Consolidation leading to huge injection of fill values
  • The fourth criterion is the collective fragment size. Among all eligible fragment subsets for consolidation, we must first select to consolidate the ones that have the smallest sum of fragment sizes. This will quickly reduce the number of fragments (hence boosting read performance), without resorting to costly consolidation of larger fragments.

  • The final criterion is the number of fragments to consolidate in each step. This is controlled by sm.consolidation.step_min_frags and sm.consolidation.step_max_frags; the algorithm will select the subset of fragments (complying with all the above criteria) that has the maximum cardinality smaller than or equal to sm.consolidation.step_max_frags and larger than or equal to sm.consolidation.step_min_frags. If no fragment subset is eligible with cardinality at least sm.consolidation.step_min_frags, then the consolidation algorithm terminates.

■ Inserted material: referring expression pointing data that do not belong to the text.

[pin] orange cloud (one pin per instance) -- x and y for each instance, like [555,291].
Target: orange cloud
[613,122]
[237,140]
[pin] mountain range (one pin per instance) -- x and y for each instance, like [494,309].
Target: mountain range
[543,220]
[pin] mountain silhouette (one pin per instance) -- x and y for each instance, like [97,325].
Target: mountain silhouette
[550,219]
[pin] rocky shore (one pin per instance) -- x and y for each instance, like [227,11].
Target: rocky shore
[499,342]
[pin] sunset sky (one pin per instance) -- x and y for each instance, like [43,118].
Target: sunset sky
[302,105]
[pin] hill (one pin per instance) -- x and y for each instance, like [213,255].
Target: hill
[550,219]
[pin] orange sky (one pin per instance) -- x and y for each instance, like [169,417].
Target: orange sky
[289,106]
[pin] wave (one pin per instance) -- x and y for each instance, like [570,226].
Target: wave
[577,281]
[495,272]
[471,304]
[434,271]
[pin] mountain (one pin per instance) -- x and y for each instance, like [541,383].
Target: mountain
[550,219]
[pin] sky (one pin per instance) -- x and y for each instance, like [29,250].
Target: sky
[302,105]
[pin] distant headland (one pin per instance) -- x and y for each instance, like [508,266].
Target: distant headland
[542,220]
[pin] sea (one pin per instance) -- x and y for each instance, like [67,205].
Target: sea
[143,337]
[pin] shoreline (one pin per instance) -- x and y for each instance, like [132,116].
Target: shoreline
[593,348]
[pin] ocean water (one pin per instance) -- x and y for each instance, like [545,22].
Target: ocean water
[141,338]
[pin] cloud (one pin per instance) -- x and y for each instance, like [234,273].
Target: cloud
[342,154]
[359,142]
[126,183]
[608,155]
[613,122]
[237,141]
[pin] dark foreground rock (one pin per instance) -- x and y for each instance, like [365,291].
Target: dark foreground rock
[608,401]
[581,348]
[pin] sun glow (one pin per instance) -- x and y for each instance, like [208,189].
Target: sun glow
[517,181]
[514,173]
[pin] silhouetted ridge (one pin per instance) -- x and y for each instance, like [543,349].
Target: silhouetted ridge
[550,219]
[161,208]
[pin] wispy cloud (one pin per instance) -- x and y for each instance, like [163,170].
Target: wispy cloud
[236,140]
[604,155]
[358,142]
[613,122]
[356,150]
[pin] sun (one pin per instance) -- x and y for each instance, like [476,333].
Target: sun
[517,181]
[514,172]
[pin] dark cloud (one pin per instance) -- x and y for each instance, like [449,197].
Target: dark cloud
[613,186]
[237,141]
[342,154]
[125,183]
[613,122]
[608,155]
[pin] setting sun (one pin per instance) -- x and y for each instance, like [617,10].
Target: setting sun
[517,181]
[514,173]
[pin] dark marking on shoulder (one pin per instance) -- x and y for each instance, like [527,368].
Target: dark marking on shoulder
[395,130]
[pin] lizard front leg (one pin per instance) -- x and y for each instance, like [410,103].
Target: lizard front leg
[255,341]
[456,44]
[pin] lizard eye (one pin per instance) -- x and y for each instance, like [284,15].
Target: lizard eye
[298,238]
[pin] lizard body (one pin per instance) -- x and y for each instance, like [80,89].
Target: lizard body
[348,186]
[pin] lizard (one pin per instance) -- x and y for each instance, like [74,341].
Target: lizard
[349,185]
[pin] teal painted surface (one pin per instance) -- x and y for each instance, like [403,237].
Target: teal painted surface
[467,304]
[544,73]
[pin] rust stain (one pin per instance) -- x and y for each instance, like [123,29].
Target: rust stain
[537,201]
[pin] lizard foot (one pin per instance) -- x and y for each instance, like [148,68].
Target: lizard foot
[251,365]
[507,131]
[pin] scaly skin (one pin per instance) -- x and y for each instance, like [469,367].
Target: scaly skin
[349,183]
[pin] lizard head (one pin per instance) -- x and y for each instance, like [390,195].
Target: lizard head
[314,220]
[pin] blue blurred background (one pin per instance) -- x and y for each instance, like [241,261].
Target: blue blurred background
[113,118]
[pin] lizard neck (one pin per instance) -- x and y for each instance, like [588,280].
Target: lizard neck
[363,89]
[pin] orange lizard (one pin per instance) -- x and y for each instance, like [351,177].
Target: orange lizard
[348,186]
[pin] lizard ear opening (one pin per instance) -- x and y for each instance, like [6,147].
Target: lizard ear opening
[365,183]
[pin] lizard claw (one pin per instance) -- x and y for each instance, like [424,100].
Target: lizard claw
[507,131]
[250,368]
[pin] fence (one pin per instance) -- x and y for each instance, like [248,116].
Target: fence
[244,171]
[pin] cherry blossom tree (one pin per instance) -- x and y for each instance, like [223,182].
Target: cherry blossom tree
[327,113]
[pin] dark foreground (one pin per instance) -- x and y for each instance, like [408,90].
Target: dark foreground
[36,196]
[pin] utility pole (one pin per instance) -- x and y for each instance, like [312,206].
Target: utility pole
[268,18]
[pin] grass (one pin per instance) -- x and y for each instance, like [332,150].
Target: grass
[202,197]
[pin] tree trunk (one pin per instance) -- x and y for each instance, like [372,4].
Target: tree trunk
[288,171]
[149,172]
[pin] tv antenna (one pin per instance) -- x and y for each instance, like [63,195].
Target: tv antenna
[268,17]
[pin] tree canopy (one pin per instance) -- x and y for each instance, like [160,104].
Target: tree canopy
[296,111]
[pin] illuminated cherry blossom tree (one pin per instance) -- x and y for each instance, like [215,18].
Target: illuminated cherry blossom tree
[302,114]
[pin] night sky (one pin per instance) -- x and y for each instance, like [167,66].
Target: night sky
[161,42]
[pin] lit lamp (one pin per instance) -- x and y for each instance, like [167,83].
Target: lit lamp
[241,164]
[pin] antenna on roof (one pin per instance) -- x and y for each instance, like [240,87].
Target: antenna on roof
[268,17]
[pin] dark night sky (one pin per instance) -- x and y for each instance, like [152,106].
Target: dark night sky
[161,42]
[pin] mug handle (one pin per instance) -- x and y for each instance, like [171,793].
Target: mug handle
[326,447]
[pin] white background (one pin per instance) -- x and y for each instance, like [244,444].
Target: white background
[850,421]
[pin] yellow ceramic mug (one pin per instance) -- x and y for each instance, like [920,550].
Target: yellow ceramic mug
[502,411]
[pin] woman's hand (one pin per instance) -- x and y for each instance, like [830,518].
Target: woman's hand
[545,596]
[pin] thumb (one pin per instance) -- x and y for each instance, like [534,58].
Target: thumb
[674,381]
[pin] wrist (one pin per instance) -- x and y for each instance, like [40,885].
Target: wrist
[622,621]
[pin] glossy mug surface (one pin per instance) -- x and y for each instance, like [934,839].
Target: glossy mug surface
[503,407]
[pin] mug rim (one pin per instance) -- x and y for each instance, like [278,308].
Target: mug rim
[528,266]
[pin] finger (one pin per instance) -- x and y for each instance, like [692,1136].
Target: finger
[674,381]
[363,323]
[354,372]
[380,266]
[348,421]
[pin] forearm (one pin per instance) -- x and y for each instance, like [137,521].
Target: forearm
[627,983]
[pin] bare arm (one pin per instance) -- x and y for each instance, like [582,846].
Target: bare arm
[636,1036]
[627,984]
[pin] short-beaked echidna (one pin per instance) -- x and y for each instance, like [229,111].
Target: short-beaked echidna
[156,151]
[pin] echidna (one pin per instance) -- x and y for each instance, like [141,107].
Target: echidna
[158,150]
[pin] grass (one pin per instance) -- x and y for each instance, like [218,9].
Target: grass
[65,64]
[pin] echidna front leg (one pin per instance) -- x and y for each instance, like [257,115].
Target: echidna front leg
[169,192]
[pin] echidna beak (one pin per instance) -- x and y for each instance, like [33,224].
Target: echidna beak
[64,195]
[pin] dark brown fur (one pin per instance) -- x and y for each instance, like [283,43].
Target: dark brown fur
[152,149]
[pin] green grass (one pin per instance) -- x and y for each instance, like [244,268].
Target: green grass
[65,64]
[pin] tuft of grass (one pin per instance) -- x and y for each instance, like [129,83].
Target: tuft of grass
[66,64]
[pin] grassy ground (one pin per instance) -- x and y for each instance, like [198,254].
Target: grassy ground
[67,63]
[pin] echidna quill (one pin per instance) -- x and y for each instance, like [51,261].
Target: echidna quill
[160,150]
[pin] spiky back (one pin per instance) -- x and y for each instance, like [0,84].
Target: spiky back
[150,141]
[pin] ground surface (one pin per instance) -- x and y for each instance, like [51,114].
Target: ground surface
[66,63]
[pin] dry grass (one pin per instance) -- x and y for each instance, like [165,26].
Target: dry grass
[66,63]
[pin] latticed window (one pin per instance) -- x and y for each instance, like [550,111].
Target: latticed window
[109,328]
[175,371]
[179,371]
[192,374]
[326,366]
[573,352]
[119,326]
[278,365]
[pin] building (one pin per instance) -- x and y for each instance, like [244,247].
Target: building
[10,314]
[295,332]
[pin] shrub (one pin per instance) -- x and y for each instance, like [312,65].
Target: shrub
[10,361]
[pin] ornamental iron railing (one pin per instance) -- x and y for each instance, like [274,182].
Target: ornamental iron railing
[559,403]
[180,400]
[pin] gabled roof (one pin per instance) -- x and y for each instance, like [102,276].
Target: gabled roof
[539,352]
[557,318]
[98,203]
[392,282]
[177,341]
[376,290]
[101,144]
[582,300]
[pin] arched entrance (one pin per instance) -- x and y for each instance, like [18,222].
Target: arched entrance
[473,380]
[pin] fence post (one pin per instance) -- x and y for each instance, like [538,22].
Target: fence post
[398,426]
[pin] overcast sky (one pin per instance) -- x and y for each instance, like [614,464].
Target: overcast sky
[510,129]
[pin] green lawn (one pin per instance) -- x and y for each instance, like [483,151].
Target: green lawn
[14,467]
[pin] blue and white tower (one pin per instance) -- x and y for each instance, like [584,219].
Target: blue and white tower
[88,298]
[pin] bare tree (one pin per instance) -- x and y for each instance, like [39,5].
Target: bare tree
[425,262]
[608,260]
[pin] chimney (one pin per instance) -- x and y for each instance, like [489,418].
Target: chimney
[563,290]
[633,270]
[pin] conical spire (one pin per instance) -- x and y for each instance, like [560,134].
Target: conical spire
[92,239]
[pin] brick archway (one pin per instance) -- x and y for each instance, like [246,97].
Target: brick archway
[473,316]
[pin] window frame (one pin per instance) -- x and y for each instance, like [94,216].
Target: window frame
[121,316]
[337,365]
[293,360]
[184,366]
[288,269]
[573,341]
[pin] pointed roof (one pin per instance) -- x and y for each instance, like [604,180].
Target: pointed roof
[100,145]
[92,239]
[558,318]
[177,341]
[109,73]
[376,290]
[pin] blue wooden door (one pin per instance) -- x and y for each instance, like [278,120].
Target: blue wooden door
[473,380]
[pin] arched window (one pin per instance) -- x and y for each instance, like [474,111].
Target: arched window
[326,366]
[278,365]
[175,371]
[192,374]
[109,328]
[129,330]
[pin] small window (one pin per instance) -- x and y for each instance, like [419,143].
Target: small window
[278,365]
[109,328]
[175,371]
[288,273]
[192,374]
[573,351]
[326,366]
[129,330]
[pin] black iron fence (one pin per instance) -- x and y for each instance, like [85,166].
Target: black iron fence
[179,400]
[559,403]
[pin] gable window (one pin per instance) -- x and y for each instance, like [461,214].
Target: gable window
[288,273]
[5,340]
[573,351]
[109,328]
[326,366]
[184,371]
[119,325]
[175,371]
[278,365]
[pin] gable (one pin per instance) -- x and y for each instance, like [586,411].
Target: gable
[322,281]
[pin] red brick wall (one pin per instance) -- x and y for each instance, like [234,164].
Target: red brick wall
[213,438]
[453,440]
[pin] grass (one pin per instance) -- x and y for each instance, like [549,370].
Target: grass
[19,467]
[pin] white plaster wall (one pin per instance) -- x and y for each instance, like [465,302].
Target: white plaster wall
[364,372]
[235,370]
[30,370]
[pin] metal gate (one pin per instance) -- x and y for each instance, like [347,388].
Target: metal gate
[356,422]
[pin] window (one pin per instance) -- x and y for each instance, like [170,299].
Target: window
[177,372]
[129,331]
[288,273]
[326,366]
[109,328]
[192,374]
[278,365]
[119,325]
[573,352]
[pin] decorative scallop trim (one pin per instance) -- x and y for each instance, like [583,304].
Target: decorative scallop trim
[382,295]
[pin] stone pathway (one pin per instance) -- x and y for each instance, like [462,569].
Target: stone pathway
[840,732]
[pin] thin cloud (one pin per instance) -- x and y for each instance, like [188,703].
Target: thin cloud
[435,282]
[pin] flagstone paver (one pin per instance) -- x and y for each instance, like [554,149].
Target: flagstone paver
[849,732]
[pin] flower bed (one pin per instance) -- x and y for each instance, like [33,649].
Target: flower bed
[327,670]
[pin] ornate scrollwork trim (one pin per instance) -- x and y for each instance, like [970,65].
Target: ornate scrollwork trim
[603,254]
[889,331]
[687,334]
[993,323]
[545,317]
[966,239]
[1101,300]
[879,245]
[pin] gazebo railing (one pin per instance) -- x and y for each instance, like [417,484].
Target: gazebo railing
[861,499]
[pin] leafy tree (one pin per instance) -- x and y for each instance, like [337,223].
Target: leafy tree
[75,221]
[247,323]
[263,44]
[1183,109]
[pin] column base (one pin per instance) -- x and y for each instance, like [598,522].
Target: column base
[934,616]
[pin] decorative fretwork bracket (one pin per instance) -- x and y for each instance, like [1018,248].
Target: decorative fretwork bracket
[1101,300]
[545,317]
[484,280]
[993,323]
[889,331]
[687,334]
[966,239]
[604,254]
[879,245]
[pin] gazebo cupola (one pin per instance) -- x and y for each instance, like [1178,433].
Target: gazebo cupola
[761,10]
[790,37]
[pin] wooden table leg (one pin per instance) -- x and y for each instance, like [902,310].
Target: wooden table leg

The algorithm is based on dynamic programming and runs in time O(max_frags * total_frags), where total_frags is the total number of fragments considered in a given step, and max_frags is equal to the sm.consolidation.step_max_frags config parameter.

When computing the union of the non-empty domains of the fragments to be consolidated, in case there is at least one dense fragment, the union is always expanded to coincide with the space tile extents. This affects criterion 1 (since the expanded domain union may now overlap with some older fragments) and 2 (since the expanded union may amplify resulting consolidated fragment size).

Array Metadata Consolidation

Similar to array fragments, array metadata fragments (see Array Metadata) can also be consolidated. Since the array metadata is typically small and can fit in main-memory, consolidating them is rather simple. TileDB simply reads all the array metadata (from all the existing array metadata fragments) in main memory, creates an up-to-date view of the metadata, and then flushes them to a new file (i.e., array metadata fragment).